AI Agents Seen as Next Big Users of Blockchain-Based Dollars
Speaking on a panel at the World Economic Forum in Davos, Allaire said the crypto industry has spent more than a decade trying to turn traditional money into simple digital objects that software can move and program, and that this work is now converging with the rise of autonomous AI systems.
Allaire added that smart-contract blockchains allow “digital dollars” to be embedded directly into software, enabling payments to be triggered and settled by code rather than banks or card processors, with these transactions verified on-chain, which is an important aspect when software agents are trading or buying services with little human involvement.
“What we’re really seeing is the next generation of blockchain networks … being designed specifically for agentic compute,” Allaire said, referring to systems built with AI-driven economic activity in mind.

Stablecoins Can be Used as Rails for AI Microtransactions
Allaire said he expects that kind of activity to expand rapidly. “Three years, five years from now, one can reasonably expect that there will be billions, literally billions, of AI agents conducting economic activity in the world on a continuous basis,” he said.
As those agents expand, they will need a way to pay for data, computing power, and online services in very small, frequent increments, he said. “They need an economic system. They need a financial system. They need a payment system. There is no other alternative, in my view, other than stablecoins to do that right now,” Allaire told the panel.

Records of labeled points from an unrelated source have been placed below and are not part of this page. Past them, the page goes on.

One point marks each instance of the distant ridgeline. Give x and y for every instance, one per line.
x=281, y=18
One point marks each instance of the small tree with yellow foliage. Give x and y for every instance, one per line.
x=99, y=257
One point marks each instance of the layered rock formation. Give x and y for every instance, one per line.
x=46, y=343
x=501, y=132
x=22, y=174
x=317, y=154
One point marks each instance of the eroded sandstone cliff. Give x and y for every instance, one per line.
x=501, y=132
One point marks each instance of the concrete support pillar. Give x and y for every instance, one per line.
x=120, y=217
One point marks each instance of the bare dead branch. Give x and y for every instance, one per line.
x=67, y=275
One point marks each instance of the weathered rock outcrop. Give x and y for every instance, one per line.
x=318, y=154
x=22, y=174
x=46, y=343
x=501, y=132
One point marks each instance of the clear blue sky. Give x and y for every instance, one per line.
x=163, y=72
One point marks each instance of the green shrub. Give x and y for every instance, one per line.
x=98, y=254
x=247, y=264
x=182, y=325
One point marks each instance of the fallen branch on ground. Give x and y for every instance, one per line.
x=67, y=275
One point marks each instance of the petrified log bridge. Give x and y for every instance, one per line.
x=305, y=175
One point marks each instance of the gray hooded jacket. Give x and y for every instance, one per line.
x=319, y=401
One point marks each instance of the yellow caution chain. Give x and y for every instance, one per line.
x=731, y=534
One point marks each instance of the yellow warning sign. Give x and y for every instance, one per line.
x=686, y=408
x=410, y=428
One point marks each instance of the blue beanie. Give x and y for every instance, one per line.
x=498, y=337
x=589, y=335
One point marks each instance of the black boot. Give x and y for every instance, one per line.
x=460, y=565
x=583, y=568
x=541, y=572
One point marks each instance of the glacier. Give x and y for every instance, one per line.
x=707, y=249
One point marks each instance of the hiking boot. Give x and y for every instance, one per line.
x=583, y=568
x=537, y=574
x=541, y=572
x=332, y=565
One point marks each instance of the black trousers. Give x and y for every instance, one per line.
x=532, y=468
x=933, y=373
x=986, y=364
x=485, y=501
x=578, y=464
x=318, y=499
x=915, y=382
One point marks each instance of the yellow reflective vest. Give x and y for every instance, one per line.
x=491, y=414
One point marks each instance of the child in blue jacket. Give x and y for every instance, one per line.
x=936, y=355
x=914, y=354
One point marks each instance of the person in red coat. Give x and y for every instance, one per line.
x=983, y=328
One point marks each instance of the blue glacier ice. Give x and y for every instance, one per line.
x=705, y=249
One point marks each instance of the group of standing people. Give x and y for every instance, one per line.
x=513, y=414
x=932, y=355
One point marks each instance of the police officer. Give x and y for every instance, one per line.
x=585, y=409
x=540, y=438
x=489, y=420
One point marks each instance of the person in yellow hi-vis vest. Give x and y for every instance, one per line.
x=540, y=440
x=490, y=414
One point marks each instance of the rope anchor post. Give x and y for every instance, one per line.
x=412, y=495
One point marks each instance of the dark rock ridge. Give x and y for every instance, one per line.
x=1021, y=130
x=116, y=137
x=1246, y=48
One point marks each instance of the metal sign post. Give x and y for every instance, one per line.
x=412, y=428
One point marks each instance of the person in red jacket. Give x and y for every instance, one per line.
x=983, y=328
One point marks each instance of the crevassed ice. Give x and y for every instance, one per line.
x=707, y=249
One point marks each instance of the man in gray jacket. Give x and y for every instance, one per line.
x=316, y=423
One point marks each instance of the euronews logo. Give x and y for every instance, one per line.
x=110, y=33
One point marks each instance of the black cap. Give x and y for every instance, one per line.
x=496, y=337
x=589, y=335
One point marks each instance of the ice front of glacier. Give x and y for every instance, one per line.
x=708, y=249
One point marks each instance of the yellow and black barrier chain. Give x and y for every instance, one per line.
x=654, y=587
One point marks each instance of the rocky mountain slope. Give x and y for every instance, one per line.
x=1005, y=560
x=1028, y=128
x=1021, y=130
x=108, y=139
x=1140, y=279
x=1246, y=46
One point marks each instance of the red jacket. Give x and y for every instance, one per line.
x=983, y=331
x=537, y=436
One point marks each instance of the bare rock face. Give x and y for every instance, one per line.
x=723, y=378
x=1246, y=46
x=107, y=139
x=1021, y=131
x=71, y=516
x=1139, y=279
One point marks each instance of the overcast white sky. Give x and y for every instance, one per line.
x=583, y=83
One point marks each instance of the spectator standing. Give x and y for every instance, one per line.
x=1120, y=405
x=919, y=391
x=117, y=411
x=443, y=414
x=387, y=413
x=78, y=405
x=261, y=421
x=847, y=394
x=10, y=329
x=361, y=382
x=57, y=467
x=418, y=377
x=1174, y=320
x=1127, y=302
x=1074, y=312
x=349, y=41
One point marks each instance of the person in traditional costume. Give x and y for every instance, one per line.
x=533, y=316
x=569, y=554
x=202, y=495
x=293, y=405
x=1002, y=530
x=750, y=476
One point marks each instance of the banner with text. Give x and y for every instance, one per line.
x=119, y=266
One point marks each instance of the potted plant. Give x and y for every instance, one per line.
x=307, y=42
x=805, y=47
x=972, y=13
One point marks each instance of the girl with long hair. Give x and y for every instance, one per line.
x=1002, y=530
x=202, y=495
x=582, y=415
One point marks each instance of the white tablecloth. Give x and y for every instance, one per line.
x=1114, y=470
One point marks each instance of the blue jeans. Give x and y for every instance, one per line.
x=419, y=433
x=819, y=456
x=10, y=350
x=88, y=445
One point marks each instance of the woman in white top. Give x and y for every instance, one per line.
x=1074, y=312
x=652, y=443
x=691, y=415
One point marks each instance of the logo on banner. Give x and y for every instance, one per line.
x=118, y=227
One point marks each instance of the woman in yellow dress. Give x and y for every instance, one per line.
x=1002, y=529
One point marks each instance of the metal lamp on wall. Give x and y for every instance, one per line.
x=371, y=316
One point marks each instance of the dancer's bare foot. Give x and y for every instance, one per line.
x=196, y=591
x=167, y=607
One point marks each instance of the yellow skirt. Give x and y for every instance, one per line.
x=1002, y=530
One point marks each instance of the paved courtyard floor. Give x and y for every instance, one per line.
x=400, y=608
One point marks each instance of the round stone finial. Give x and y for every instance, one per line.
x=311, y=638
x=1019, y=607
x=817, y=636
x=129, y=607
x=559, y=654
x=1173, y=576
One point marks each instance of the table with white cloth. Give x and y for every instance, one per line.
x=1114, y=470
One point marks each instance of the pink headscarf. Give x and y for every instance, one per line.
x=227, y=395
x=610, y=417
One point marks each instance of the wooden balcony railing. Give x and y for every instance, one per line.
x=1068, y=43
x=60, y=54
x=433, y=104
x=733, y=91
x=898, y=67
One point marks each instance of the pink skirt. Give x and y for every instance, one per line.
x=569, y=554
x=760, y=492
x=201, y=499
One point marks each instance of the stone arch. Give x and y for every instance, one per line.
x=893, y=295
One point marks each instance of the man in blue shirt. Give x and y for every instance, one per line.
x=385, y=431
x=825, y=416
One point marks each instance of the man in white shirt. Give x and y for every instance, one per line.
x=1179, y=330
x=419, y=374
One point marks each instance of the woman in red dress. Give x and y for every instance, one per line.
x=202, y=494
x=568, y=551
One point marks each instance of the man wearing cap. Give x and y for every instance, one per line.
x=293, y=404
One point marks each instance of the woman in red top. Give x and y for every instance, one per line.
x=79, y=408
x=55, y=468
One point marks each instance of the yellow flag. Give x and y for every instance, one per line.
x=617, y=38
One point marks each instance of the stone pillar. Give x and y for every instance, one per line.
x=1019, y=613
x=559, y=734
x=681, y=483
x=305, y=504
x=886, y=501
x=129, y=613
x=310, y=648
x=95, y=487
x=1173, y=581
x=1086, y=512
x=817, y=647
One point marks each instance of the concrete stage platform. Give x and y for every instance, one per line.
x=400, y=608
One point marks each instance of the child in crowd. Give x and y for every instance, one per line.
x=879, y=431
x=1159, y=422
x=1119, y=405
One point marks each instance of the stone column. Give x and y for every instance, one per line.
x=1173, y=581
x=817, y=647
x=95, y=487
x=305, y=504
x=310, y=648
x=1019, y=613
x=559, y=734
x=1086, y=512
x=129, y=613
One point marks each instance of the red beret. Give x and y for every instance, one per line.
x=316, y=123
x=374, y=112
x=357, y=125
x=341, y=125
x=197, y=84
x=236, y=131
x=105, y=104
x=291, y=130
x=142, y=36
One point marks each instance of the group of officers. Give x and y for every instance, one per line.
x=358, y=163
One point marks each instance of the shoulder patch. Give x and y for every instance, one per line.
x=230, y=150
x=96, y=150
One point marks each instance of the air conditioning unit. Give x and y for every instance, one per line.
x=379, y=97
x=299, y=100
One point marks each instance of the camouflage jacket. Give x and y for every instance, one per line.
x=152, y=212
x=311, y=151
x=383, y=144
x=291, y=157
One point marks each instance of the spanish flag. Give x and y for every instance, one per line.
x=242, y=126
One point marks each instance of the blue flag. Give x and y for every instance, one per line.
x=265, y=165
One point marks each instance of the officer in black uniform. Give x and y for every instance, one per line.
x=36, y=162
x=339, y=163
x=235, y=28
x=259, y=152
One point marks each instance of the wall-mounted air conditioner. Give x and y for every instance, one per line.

He said most emerging payment protocols aimed at AI agents are already using stablecoins as the settlement asset because the tokens can move at internet speed, work across borders, and support amounts down to fractions of a cent. By contrast, card networks and bank transfers are built around higher fees, slower settlement, and closed account systems, making them ill-suited to high-volume microtransactions, he argued.
Blockchain Records Seen Vital to Trust in AI Agents
Allaire also linked the use of blockchains to concerns about trust in AI. Beyond worries over incorrect or “hallucinated” outputs, he said organizations will need clearer ways to see which company or individual an AI agent represents and to audit the work it has paid for and delivered. Public ledgers, he added, can help by recording which entity controls an agent and by providing an auditable trail of its economic activity.
Big Tech Already Moving to Build Payment Rails for AI Agents
Allaire’s remarks come as large technology firms are already laying out payment infrastructure for AI systems.
In September last year, Google rolled out an open-source payments protocol designed to let AI applications move money on their own, using a mix of traditional payment methods and stablecoins.
The framework is meant to allow software “agents” to settle transactions with each other over existing rails, such as credit and debit cards, while also supporting stablecoins.
To build in stablecoin support, Google teamed up with cryptocurrency exchange Coinbase, which contributed its own AI-and-crypto payments architecture. The Ethereum Foundation and more than 60 other organizations, including Salesforce, American Express and Etsy, were also involved, showing that machine-to-machine payment protocols Allaire described in Davos are already being tested, with stablecoins positioned alongside legacy systems as a core settlement option.